Lawton-Rauh succeeds the position first held by Ellen Granberg before Granberg was promoted to senior associate provost at Clemson, and then later named provost of the Rochester Institute of Technology.

Reporting to Executive Vice President of Academic Affairs and Provost Bob Jones, Lawton-Rauh will implement strategies and programs to attract, recruit, retain and mentor Clemson’s faculty. She will support the goals of the Clemson Forward plan by building an engaged community of top-talent faculty, supporting faculty recruitment, professional development, and transdisciplinary collaboration while cultivating diversity, inclusion, and equity.

“Amy is a champion of building consensus among her colleagues,” said Jones. “Her experience, goals and participation in leadership roles at Clemson make her the right choice for this position.”

Lawton-Rauh joined Clemson in 2005 as an assistant professor in the Genetics and Biochemistry department. She became an associate professor in 2011 and earned full professorship in 2017.

Her service on Clemson’s Faculty Senate started when she was elected senator in 2013. She chaired the research committee for three years before she became president-elect in 2016 and then served as the 2017-18 president. She now serves as immediate past president.

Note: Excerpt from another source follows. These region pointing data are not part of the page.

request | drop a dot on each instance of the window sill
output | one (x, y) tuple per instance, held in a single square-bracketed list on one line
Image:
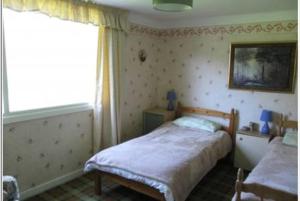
[(14, 117)]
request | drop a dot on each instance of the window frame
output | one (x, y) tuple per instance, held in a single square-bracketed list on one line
[(25, 115)]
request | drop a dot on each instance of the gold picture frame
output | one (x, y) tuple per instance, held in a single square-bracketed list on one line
[(269, 67)]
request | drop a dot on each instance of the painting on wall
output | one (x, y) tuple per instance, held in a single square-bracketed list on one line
[(263, 67)]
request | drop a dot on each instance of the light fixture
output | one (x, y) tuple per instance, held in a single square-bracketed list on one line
[(172, 5)]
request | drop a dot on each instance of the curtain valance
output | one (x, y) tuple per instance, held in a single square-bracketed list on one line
[(74, 10)]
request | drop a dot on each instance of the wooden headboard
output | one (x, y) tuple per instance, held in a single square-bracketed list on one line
[(207, 112), (283, 124)]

Lawton-Rauh is the principle investigator of her research group studying the population and quantitative genomics of crop wild relatives and weedy species. She directs the USDA National Needs Fellowship program at Clemson and works with colleagues in the College of Science and College of Agriculture, Forestry and Life Sciences leading this program to provide cross-college, transdisciplinary training to graduate students who will be the next generation of research scientists, policy makers, and educators in computational genomics in agriculturally-relevant systems.

Acting associate provosts named

Cole Smith, Ph.D. was appointed acting associate provost for academic initiatives. A professor and chair of the industrial engineering department in the College of Engineering, Computing and Applied Sciences, Smith became a Fellow in the Institute of Industrial and Systems Engineers this year. As acting associate provost, he will track, enable, and where needed, lead progress on all aspects of the ClemsonForward strategic plan. He will also develop strategies to increase efficiency, focus, and success of academic operations, and analyze, enable and implement entrepreneurial activities that increase revenues to support academic programs.    

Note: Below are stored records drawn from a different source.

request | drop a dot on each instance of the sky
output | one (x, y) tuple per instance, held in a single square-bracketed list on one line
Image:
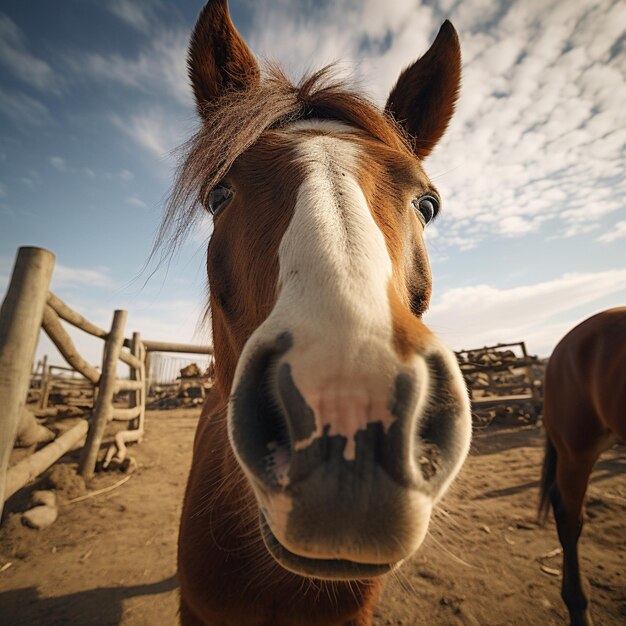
[(94, 100)]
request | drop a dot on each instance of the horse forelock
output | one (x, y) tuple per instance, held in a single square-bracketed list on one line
[(236, 120)]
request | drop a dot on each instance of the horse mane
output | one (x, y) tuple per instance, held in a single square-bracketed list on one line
[(236, 120)]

Constancio Nakuma, Ph.D. has been appointed acting associate provost for academic affairs. Nakuma is a professor of French and senior associate dean for academic affairs in the College of Architecture, Arts and Humanities. He has 26 years of leadership experience including six as department chair and 10 as associate dean at Clemson. The acting associate provost will be responsible for supporting teaching and learning excellence, academic enrichment and professional development programs for undergraduate and graduate students, curricular innovations, health and operations of academic units, education policy, accreditation and faculty scholarship. 

Jones said that internal searches will be initiated this month to find permanent appointments for the two roles.